Assim como nas demais regras, a idade mínima aumenta seis meses a cada ano, até alcançar 57 anos para mulheres e 60 anos para homens em 2031. O tempo mínimo de contribuição permanece em 25 anos para professoras e 30 anos para professores. A norma vale para a iniciativa privada, instituições federais e pequenos municípios. Já professores estaduais e de grandes cidades seguem regras próprias dos regimes previdenciários locais.

Aposentadoria por idade já está consolidada

Desde 2023, está plenamente em vigor a regra da aposentadoria por idade.
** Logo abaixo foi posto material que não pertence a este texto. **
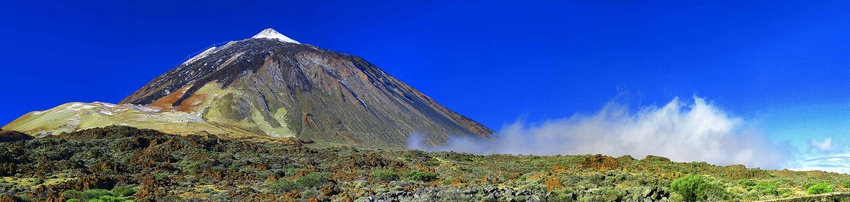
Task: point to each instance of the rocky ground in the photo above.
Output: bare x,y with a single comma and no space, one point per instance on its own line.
123,163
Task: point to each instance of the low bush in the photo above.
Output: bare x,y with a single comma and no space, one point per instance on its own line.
747,182
694,187
819,188
123,191
416,175
312,179
766,188
385,175
283,185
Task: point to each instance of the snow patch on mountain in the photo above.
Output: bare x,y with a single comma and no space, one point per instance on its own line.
270,33
201,55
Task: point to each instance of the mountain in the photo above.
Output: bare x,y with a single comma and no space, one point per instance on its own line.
269,85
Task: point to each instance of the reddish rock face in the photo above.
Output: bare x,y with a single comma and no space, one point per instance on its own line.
11,136
314,93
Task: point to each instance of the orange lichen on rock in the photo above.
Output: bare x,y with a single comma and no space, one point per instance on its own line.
600,162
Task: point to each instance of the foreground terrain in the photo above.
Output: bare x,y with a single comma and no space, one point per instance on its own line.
119,163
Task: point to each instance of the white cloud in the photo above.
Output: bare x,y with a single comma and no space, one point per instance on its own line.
833,163
824,146
699,132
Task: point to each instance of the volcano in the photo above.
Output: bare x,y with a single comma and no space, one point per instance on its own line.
273,86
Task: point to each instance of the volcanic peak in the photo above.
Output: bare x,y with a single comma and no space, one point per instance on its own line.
270,33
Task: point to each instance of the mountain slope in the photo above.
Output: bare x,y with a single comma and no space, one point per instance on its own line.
273,85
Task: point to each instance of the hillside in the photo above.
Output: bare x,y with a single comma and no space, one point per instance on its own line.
270,85
147,165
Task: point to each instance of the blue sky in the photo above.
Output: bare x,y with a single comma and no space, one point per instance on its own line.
782,67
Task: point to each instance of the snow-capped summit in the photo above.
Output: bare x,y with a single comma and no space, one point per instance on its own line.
270,33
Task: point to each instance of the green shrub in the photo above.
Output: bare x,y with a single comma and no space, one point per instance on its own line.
766,188
283,185
71,193
123,191
819,188
416,175
385,175
312,179
94,194
747,182
694,187
111,199
808,184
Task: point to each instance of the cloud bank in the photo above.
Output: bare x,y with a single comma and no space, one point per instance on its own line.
696,132
824,146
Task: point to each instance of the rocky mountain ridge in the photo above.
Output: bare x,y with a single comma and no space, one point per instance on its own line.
274,86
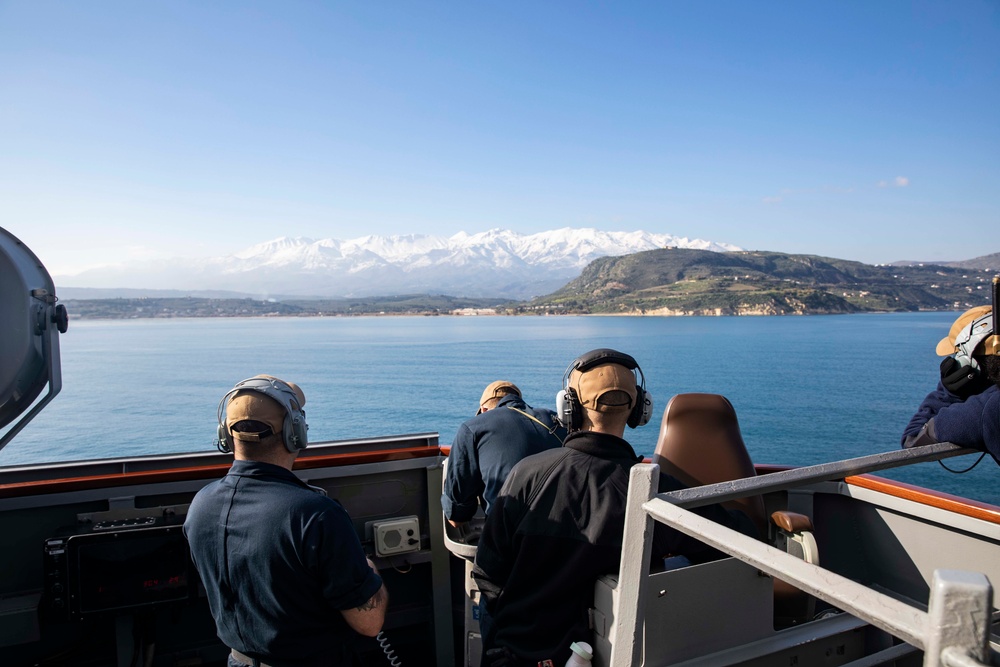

Para os homens, a idade mínima permanece fixada em 65 anos. Para as mulheres, a transição foi concluída, e a idade mínima passou a ser de 62 anos.

Para ambos os sexos, o tempo mínimo de contribuição exigido é de 15 anos. A reforma estabeleceu o aumento gradual da idade feminina entre 2020 e 2023, encerrando esse processo no ano passado.

Simulações ajudam a planejar a aposentadoria

O Instituto Nacional do Seguro Social disponibiliza ferramentas de simulação tanto no computador quanto no celular. Pelo site ou aplicativo Meu INSS, o segurado pode consultar idade, tempo de contribuição, regras aplicáveis e o tempo restante para se aposentar.

Além disso, o sistema permite corrigir dados, quando necessário, e gerar um arquivo em PDF com todas as informações da simulação, o que facilita o planejamento previdenciário.

Algumas regras de transição previstas na reforma da Previdência já foram totalmente cumpridas. É o caso do pedágio de 100%, tanto no setor privado quanto no serviço público, que beneficiou apenas quem já reunia os requisitos logo após a promulgação da reforma.

O mesmo ocorre com o pedágio de 50%, voltado a trabalhadores que estavam a até dois anos da aposentadoria em 2019. Essa regra foi encerrada em 2022 e não se aplica mais a novos segurados em 2026.

Diante das mudanças contínuas, especialistas recomendam que os segurados acompanhem de perto as regras em vigor e utilizem as ferramentas de simulação para evitar surpresas ao solicitar a aposentadoria.